Jacques Magdelaine, originaire de Gênes, avait été reçu conseiller au Parlement de Paris en 1615, en la deuxième des Enquêtes. Il mourut en 1661 dans la Religion prétendue réformée (Popoff, no 1628).

V. notes [43], lettre 291, pour Pierre Ferrand, et [28], lettre 391, pour Jean de Champrond.

7.

Louise de Guzmán (Luísa de Gusmão), reine puis régente de Portugal (Sanlucar de Barrameda 1613-Lisbonne 6 novembre 1666), fille aînée de Juan Perez de Guzmán, duc de Medina-Sidonia, avait épousé le duc Jean de Bragance et été, avec João Pinto-Ribeiro, l’intendant du duc, le principal agent du mouvement qui avait hissé son époux sur le trône de Portugal en 1640, sous le nom de Jean iv.

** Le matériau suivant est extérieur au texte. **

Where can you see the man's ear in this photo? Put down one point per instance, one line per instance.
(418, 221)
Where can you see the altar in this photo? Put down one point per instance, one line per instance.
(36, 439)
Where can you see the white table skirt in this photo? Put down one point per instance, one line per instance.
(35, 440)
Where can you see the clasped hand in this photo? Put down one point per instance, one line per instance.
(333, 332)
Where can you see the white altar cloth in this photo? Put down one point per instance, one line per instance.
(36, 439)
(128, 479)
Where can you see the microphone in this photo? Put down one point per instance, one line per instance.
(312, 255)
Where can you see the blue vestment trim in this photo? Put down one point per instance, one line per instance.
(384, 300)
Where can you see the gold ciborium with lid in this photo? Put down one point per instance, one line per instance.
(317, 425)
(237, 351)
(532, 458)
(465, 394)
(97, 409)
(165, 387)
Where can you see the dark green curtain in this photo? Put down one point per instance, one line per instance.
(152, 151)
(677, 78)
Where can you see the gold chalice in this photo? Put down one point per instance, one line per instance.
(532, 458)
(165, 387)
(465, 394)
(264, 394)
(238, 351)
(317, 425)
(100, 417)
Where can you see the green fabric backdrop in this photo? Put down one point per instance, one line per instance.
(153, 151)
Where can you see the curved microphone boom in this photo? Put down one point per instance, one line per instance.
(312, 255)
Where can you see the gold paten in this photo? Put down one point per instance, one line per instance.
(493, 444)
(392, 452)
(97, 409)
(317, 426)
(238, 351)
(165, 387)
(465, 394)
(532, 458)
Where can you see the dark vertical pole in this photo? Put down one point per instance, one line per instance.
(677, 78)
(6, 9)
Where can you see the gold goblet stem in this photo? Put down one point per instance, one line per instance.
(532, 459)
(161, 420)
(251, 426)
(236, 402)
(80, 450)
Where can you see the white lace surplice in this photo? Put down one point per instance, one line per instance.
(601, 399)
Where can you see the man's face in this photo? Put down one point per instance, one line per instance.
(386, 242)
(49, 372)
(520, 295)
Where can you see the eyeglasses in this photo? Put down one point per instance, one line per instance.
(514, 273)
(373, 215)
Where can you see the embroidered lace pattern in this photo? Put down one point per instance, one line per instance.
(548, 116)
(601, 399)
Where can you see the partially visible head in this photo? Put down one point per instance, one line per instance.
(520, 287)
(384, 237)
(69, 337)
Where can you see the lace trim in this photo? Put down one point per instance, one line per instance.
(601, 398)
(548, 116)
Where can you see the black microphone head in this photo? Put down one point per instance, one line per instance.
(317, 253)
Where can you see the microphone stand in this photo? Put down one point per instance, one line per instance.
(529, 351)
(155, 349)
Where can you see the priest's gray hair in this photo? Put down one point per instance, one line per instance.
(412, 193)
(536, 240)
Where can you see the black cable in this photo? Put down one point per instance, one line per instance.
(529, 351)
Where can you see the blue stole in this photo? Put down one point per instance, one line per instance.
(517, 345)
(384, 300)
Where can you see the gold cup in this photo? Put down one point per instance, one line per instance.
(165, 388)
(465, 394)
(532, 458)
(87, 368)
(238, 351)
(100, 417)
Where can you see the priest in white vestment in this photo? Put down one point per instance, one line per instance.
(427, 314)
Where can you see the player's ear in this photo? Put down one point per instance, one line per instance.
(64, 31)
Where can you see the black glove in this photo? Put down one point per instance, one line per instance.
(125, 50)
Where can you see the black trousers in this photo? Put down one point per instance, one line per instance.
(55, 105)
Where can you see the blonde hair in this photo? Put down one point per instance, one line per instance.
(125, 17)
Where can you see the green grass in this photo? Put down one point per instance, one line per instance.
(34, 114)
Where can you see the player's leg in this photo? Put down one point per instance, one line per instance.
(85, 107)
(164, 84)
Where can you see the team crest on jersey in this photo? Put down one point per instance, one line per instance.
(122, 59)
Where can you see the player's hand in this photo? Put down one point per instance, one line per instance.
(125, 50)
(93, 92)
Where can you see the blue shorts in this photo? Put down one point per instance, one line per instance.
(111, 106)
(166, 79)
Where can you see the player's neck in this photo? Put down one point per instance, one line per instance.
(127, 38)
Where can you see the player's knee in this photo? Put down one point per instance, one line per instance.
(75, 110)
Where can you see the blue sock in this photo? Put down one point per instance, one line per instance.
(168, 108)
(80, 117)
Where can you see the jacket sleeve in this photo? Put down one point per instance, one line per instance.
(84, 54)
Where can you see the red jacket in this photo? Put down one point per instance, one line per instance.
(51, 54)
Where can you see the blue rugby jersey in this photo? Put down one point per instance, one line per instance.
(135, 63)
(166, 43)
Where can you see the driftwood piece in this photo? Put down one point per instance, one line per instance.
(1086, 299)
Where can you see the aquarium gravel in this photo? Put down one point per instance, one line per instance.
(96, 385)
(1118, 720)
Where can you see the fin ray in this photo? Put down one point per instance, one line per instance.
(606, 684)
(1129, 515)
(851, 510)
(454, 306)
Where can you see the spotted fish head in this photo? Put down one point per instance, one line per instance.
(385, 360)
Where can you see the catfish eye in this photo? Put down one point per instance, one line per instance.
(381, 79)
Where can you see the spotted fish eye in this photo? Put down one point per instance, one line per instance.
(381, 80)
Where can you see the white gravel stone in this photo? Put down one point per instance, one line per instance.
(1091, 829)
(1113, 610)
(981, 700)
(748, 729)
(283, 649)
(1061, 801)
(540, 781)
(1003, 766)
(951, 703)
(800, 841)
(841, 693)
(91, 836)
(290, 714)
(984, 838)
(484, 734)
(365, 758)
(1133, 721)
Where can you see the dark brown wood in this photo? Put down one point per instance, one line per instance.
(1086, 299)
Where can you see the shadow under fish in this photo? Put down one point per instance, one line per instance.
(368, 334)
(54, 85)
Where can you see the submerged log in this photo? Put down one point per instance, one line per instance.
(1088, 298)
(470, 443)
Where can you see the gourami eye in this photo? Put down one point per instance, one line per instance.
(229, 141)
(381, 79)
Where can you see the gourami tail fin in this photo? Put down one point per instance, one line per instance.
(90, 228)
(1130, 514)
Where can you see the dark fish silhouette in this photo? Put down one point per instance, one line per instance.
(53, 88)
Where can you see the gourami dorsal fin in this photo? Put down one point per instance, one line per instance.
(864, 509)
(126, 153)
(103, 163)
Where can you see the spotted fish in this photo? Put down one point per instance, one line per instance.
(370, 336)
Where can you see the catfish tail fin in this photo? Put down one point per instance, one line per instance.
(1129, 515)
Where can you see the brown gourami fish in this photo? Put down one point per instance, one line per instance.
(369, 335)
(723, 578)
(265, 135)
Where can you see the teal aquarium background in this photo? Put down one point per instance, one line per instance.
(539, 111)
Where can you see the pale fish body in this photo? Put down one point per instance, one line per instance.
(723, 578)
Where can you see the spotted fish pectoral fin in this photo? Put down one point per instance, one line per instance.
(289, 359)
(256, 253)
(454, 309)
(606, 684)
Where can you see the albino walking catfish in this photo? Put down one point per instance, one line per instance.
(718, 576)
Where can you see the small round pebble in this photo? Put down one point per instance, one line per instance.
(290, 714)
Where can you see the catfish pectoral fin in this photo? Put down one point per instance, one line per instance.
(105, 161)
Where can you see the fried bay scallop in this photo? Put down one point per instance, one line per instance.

Le Portugal avait été sous le joug de l’Espagne quand, pendant le règne de Philippe iv, se forma à Lisbonne la conspiration visant à chasser l’étranger du pays. Louise avait été l’âme de cette conjuration : elle poussa son frère, le duc de Medina-Sidonia, à provoquer un soulèvement en Andalousie et elle amena son faible et indolent mari à accepter les propositions de Pinto-Ribeiro. Jean de Bragance avait suivi ses conseils et repris possession du trône de sa famille. Devenue reine, Louise s’était attachée à gagner l’affection des Portugais en adoptant leurs mœurs, en montrant des qualités toutes viriles et en se signalant par l’austérité de sa conduite.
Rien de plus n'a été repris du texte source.